A separate deepl-documents runner (operating on PDFs end-to-end) is on the v0.2 roadmap. It will be reported as a distinct row from deepl-text-oracle because the inputs differ.
Remaining open methodology issues (v0.1.1)
This methodology has known limitations beyond what v0.1.1 fixes. See methodology-roadmap.md for the full critique-to-status table, but in brief:
- chrF as the text metric has known weaknesses (paraphrase-blindness, adequacy-blindness). COMET-Kiwi-22 is supported (
ltbench score --text-metric comet-kiwi); v0.2 will make it the leaderboard default. - Reference quality is mixed by doc, fully transparent in each annotation’s
provenance.gradefield:- docs 001–010: author-curated (single translation, native-speaker non-professional level)
- docs 011–025: ml-curated (rileykim/multilingual-document, Apache-2.0)
- docs 026–035: certified-translator (FLORES-200, CC-BY-SA-4.0) v0.2 will extend certified-translator coverage to all docs and add 2-reference multi-ref scoring.
- No human evaluation correlation has been computed. v0.2 will add ~50 DA judgments to validate the automatic metric.
- Sample size is N=20 for the 6 non-overlap pairs (10 author + 10 FLORES), N=28 for en-ja, N=27 for en-zh. v0.2 will scale to N≥25 author-curated per pair and keep the FLORES + rileykim expansions.
End-to-end vs oracle-layout systems (v0.1.1)
A runner declares system_type in its manifest:
end-to-end— the runner produces its own bounding boxes from the source image. This is the realistic measurement.oracle-layout— the runner copies ground-truth bounding boxes as predictions and only translates the text. This is a text-quality upper bound, not a real-world measurement of the underlying product.
The leaderboard segregates the two. Mixing oracle-layout scores with end-to-end scores misleads readers; for example, “DeepL: 78” looks like a measurement of DeepL’s product but is actually a measurement of “DeepL’s text quality assuming a perfect layout extractor”, which DeepL’s product does not provide.
What v0.2 will add
- OCR round-trip (10% weight) — OCR the rendered output document, compute chrF against the system’s own declared translated text. Catches text that was claimed in the JSONL but not actually rendered.

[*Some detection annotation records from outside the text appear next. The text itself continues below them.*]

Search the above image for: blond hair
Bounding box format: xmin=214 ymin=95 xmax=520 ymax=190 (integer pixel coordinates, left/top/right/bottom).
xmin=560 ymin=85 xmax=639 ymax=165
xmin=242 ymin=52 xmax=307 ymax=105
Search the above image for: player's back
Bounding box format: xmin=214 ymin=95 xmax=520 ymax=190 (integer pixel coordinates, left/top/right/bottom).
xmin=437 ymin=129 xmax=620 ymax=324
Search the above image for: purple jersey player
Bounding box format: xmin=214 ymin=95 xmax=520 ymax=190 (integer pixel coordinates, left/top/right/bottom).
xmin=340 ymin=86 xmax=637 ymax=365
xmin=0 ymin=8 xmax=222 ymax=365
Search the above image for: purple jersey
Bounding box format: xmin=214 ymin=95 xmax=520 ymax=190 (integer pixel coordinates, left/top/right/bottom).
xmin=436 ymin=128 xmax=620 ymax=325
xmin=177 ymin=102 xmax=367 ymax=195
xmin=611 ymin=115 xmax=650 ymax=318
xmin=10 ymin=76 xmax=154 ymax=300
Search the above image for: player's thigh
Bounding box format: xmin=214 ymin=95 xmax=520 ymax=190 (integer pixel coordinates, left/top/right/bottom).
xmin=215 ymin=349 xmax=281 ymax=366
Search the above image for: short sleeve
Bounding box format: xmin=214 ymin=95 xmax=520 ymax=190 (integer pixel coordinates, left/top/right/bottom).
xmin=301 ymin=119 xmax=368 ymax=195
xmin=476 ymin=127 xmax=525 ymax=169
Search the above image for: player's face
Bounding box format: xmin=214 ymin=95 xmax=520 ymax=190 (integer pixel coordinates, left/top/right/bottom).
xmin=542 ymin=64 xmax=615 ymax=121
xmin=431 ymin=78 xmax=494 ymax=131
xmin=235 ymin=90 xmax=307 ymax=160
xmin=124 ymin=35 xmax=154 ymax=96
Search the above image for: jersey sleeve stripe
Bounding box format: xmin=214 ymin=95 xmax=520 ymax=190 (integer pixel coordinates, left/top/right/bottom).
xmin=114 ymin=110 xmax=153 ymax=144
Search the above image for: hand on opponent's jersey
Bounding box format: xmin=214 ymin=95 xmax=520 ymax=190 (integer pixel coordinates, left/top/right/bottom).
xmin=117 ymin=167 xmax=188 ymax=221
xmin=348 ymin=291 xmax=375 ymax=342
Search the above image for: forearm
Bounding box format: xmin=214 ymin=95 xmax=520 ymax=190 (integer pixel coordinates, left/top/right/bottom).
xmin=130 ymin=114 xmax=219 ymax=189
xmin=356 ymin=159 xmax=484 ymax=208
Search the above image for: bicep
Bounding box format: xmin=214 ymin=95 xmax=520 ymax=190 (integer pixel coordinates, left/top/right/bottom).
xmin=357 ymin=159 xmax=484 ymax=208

- Visual fidelity / LPIPS (10% weight) — perceptual similarity of non-text regions between the source page and the rendered output. Catches systems that destroy figures, charts, stamps, or backgrounds during translation.
When v0.2 ships, the weights become:
LTB-100 (v0.2) = 100 × ( 0.40·chrF/100 + 0.25·IoU + 0.15·τ + 0.10·OCR + 0.10·LPIPS )
Submitted v0.1 results remain valid and are displayed alongside v0.2 results with an explicit version label.
Held-out split
To prevent benchmark overfit, 20% of documents per category are held out and never published in raw form. Submitters score the public split locally; maintainers re-score the held-out split before promoting a result to the leaderboard. The split rotates every 90 days.
Reproducibility requirements
Every submission must include a manifest.json (see ltbench.schemas.SystemManifest) containing:
system_name,system_version,manifest_version(LTB dataset version)model_id_or_url(HF id, API endpoint, paper URL, or null for proprietary)runner_config(any tunable that affects the result: prompt, temperature, post-processing)hardware,total_runtime_seconds,median_per_doc_runtime_seconds,cost_usd
Submissions missing this metadata are accepted but flagged “unverified” on the leaderboard.